The progress in the treatment for eczema is non-existent. The same eczema medication is still being prescribed as it was back in the seventies even though there has been evidence that it is detrimental to skin. This medication comes in the form of steroid cream, antihistamine and thick, emulsifying ointments.

The steroid creams such as hydrocortisone, can only be used for a limited time as it causes thinning of the skin among other side-effects. However, the user of the cream becomes dependent because as soon as the cream stops being applied to the skin, the eczema comes back with a vengeance. This type of medication only eliminates the eczema while it is being used so it is purely temporary and in the process, can damage the skin.

For people who only acquire eczema as a passing phase, the steroid cream is probably an appropriate method of treatment but for those with an atopic, permanent eczema, this form of treatment seems to be an aggravation.

The emulsifying, emollient type creams seem to work for some but for others creating an itchy rashy mess, where the skin can not breathe with the thick, heavy cream smothered all over the body.

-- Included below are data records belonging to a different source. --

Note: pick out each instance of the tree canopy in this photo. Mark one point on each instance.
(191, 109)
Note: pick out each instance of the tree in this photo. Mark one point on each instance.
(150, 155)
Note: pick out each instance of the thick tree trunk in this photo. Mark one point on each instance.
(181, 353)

Many who are frustrated at the lack of effective, conventional eczema treatment are turning to alternative natural methods to remedy the skin.

This can be in the form of organic skin cream, soothing plant extracts in oil or capsule form and changing the diet to avoid foods which are known to cause irritation in the skin.

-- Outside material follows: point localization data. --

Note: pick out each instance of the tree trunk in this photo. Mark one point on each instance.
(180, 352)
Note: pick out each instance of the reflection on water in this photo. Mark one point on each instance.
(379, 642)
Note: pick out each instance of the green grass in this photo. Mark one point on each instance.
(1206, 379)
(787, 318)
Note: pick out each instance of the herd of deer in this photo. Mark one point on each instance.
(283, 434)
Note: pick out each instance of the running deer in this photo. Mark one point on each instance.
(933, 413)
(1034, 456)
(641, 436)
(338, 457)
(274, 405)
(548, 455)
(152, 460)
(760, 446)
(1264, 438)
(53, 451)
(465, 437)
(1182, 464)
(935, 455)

The root cause of eczema can often be avoided by finding out what causes the symptoms. As described many foods such as wheat, dairy, fish, preservatives and highly processed foods can instigate eczema symptoms. There are skin tests that can be performed to find out which foods have the allergen to a particular individual.

Perfumes and chemicals found in household substances can also be to blame. Changing to unperfumed beauty products and non-biological clothes washing powder can reduce irritation in the skin.